Confira a cobertura dos três primeiros dias:
A presidenta da Fundaj, Márcia Angela Aguiar, participou do encerramento da programação e ressaltou a importância de se repensar o posicionamento dos museus nos territórios. “Essa perspectiva decolonial traz inquietações para todos nós. A interpretação do passado vai se dando a partir também de uma perspectiva de classe social. Não é algo que tem somente uma vertente, uma versão com relação a qualquer que seja o objeto. É sempre um posicionamento de classe que está subjacente a todas essas interpretações. As próprias exposições, como elas emergem, são fruto de uma perspectiva daqueles que as estruturas, em determinado momento histórico, estão traduzindo e se colocando também no momento das suas escolhas", comentou.

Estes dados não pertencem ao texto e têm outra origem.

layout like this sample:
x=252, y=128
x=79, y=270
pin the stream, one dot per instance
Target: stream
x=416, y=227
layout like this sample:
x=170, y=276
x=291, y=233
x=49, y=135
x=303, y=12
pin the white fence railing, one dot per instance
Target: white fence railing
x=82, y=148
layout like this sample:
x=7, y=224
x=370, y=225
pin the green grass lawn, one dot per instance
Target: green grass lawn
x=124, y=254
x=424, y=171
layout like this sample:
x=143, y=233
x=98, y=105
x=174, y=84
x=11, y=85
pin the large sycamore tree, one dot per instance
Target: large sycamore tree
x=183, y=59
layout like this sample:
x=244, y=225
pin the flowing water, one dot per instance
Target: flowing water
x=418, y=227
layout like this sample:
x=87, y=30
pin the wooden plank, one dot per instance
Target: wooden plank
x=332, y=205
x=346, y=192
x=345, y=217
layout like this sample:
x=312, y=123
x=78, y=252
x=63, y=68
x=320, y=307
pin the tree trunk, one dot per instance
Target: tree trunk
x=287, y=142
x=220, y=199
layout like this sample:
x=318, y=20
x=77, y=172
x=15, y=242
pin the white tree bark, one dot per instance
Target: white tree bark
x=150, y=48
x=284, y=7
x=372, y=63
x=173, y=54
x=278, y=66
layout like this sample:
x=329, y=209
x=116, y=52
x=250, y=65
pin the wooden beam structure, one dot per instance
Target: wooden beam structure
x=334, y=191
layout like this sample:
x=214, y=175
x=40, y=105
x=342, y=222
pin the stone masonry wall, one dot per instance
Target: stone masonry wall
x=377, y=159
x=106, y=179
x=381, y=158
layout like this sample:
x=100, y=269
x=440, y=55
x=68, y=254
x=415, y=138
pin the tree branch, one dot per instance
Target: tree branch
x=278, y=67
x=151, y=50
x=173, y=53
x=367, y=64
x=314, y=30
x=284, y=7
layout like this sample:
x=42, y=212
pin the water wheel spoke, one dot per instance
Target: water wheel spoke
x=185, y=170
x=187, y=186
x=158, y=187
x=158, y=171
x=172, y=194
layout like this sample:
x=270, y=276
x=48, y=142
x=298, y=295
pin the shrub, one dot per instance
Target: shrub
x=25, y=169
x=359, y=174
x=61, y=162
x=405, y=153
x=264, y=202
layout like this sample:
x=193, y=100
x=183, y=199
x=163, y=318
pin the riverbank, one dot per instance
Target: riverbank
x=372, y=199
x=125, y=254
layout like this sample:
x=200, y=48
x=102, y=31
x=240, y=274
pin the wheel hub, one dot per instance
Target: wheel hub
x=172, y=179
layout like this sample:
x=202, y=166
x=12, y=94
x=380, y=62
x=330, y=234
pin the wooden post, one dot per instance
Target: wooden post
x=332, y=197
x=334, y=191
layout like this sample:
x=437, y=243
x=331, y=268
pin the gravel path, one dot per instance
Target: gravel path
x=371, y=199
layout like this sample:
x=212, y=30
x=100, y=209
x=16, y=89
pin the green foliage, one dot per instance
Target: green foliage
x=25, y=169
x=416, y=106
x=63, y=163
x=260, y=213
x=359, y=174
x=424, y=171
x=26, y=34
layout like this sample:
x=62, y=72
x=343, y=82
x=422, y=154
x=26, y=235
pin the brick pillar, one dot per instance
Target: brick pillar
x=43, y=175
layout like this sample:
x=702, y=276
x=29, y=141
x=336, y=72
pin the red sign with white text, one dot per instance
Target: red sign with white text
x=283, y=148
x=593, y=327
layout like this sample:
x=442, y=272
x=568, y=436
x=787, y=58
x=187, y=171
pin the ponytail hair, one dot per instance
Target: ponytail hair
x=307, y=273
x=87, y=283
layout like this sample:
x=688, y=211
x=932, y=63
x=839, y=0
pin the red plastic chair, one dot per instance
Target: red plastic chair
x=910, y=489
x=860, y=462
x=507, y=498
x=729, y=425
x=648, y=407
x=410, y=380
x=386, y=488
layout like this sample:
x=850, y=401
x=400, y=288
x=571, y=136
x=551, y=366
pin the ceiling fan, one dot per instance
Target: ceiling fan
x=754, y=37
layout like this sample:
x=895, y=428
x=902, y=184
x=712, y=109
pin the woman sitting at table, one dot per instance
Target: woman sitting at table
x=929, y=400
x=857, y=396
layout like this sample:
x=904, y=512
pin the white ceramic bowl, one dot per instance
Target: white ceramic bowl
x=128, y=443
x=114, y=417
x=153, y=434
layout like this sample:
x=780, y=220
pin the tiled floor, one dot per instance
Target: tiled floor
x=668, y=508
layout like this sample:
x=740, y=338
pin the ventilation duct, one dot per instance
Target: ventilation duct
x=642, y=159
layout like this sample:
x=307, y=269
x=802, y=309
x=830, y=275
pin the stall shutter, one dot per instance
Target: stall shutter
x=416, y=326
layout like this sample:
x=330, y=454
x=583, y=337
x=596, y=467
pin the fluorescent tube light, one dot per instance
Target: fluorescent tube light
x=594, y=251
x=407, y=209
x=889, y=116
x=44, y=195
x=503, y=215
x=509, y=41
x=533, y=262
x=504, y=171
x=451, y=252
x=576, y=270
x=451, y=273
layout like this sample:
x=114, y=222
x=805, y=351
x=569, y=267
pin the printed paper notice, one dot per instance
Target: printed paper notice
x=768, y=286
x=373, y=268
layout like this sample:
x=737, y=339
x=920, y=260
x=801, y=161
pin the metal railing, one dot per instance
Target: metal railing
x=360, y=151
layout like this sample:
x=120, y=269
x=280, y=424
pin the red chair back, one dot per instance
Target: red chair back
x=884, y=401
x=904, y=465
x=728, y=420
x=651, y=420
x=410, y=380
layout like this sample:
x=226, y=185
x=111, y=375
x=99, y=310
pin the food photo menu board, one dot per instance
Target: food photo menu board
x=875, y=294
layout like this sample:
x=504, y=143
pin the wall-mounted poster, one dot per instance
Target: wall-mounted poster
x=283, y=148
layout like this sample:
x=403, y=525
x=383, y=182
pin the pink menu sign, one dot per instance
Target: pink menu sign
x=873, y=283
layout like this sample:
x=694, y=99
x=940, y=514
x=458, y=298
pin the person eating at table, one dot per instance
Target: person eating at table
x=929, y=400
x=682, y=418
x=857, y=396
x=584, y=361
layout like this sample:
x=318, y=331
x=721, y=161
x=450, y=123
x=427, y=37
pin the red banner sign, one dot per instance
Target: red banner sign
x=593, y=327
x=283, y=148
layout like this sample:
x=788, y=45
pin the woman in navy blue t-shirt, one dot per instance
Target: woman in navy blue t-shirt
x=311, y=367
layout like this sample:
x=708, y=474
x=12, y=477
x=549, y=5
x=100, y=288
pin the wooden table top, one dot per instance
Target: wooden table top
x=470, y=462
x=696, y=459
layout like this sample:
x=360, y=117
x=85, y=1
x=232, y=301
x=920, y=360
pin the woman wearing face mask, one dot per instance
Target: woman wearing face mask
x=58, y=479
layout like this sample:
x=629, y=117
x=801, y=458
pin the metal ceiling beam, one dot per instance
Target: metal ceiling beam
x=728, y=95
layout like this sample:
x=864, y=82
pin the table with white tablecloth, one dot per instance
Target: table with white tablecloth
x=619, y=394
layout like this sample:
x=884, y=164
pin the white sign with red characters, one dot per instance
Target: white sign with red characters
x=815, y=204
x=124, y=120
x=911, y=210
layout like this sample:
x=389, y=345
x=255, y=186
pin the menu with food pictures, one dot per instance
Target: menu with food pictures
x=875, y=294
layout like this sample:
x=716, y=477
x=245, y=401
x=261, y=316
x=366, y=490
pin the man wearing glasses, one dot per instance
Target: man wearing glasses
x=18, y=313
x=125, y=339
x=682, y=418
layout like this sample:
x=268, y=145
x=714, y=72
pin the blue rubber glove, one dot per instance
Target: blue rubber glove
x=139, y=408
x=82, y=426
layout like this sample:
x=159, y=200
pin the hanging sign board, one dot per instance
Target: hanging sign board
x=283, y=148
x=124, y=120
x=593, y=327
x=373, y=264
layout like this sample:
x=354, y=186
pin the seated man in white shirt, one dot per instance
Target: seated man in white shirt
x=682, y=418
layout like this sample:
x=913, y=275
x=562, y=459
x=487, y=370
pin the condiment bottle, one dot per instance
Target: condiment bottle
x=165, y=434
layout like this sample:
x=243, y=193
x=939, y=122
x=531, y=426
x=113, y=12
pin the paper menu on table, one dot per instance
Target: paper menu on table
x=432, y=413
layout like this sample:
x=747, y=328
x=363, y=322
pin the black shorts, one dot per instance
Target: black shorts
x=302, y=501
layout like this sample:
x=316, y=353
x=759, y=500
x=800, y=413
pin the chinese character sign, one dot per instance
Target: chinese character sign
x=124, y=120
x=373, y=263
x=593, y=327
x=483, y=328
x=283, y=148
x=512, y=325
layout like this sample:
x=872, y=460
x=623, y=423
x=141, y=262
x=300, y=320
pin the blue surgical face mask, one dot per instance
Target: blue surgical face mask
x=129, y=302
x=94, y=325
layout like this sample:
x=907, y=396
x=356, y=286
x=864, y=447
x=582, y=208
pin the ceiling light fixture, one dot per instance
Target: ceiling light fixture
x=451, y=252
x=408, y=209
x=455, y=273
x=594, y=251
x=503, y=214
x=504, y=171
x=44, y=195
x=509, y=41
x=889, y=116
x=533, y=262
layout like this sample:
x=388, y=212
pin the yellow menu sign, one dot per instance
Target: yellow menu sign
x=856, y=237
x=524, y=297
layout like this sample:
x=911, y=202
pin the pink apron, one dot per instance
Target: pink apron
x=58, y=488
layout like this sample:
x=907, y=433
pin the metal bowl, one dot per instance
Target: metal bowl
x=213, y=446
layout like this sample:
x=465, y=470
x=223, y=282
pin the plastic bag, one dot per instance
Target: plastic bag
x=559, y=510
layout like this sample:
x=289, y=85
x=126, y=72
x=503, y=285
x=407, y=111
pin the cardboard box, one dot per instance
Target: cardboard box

Com a participação de Carolina Rodrigues, curadora geral do Museu Bispo do Rosário, do Rio de Janeiro, Malick Ndiaye (L'Institut Fondamental d'Afrique Noire, Senegal), e Bénédicte Savoy (Technische Universität Berlin, Alemanha), a mesa do último dia evento foi mediada por Cibele Barbosa, pesquisadora da Fundaj. Cibele Barbosa comentou sobre o direito ao patrimônio histórico. "São diferentes formas de resistência, para além, claro, da principal, que é a reivindicação, pelo direito, não só da materialidade do patrimônio, como o direito também de narrar e pensar sobre esse patrimônio."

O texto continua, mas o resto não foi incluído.